True Ancient American Artifacts Stone Tools

True Ancient American Artifacts

All artifacts found at a single ancient settlement.

All of the artifacts presented on this website are from a single ancient settlement. We will present the stone tools, the works of art, the crude implements, rough sculptures, problematical artifacts and everything from the site that appears to have been made or used by the people who lived here many centuries ago. It is only through a complete analysis such as this that we can begin to undestand the ancient Native Americans.

Ancient Stone Tools

Digging Tools.
Grinding Tools
Small Tools.
Problematicals
Problematicals
Hammerstones
Grinding Tools.
Flint Pieces

The primary subject of this website is the large variety of stone tools that I have found in this single site. The pictures at the left show the tools found so far, grouped by their present classification. Each group is further detailed elsewhere on the site. This is certainly one of the most neglected artifact categories in archaeology. Information on these stone tools is extremely scarce, with virtually no information on their use, or on how they were made. Those of us who have chosen to study these tools are left on our own in trying to determine how the tools were used, and how they were made. In my detailed descriptions of the tools, I at times will comment on what a particular tool was used for, or on how it may have been made. These details are likely to change over time as I gather more tools and more evidence. I have tried to be careful in wording these descriptions in a way that makes it clear that the descriptions are speculative. I am content, for now, in simply determining what rocks are or are not tools. Where I have information from 'experts' on particular tool or type of tool, I will say so in the description. Please visit www.forsakenartifacts.com for an excellent narrative on the need to study and classify these tools. If we continue to ignore this part of the lives and culture of the people who lived here, we can never really get to know who they were as a people and we will never truly understand their culture.

            These tools are often referred to as 'crude stone tools'. I've used that term quite often myself, but in doing so, I believe we are committing an injustice to the makers and users of these tools.
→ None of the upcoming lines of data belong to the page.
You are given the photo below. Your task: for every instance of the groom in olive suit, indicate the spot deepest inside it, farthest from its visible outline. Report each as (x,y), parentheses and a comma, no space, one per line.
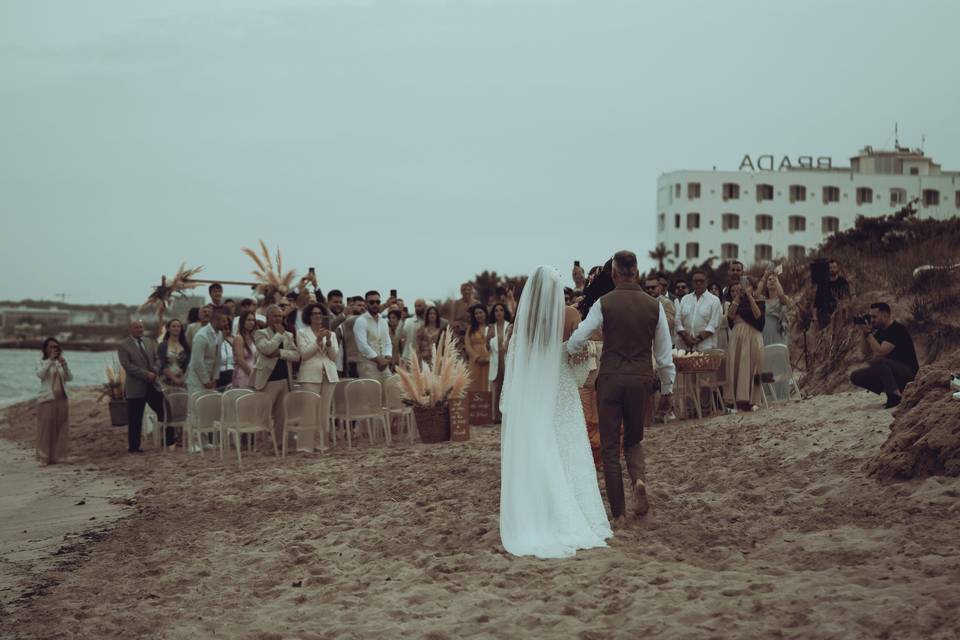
(635,331)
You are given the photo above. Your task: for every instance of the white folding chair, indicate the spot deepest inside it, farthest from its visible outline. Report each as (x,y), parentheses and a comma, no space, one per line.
(207,415)
(776,362)
(364,403)
(228,413)
(338,412)
(303,416)
(175,407)
(396,407)
(250,419)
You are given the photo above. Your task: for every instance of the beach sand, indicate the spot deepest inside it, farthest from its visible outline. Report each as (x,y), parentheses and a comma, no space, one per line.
(762,525)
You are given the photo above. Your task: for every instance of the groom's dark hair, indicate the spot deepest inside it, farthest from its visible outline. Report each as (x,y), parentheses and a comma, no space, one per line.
(625,263)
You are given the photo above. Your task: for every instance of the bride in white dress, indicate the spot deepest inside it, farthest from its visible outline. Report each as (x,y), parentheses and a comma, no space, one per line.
(550,503)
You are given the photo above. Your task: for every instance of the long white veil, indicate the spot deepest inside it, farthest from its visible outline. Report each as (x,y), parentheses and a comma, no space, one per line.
(539,514)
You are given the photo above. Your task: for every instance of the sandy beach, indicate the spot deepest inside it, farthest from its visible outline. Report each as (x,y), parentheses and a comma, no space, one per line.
(762,525)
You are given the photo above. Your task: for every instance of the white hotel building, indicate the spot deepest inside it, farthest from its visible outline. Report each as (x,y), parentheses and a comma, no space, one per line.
(778,207)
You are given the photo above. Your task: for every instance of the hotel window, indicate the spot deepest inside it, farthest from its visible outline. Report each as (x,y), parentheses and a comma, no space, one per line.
(796,252)
(762,252)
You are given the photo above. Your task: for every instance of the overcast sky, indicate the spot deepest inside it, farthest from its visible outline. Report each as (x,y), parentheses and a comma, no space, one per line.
(413,144)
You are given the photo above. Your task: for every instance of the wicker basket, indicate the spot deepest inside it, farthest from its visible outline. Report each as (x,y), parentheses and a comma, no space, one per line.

Many of them are true works of art in a perhaps uncommon yet real sense. Considering what these ancient people had to work with in their struggle for survival, many of these tools are far from being crude or simple tools of necessity, but show the inventiveness and creativity of their makers and users. While many of the tools are probably used 'as found' most show signs of having been worked at least to some degree to maximize their form or function.

            Every stone tool on this website has come from a single, small unexcavated site. The age of the site is not yet firmly established but could be as old as the early archaic era. Some of the artifacts are certainly intrusions from more recent times, but until an excavation is at least started there can be no certainty as to the age of the earliest settlement. Large flint pieces are scarce with only a few small pieces classified as finger tools or thumbnail tools. One of the pictures at the left shows all of the flint pieces, except for those in the small tools section of this website, that have been found so far. I have not done a detailed analysis on these pieces yet and there are certainly some that could be classified as tools, bird stones or as something more than just a rock. No complete flint points, knives or axes have been found yet in the site. I've heard that over the years, the farm field has yielded many arrowheads, and we have found 3 without any intense effort. That type of item however is missing from the initial site. I have found some apparent broken points in the initial site suggesting that these were used as hand tools once they were no longer useful as arrowheads.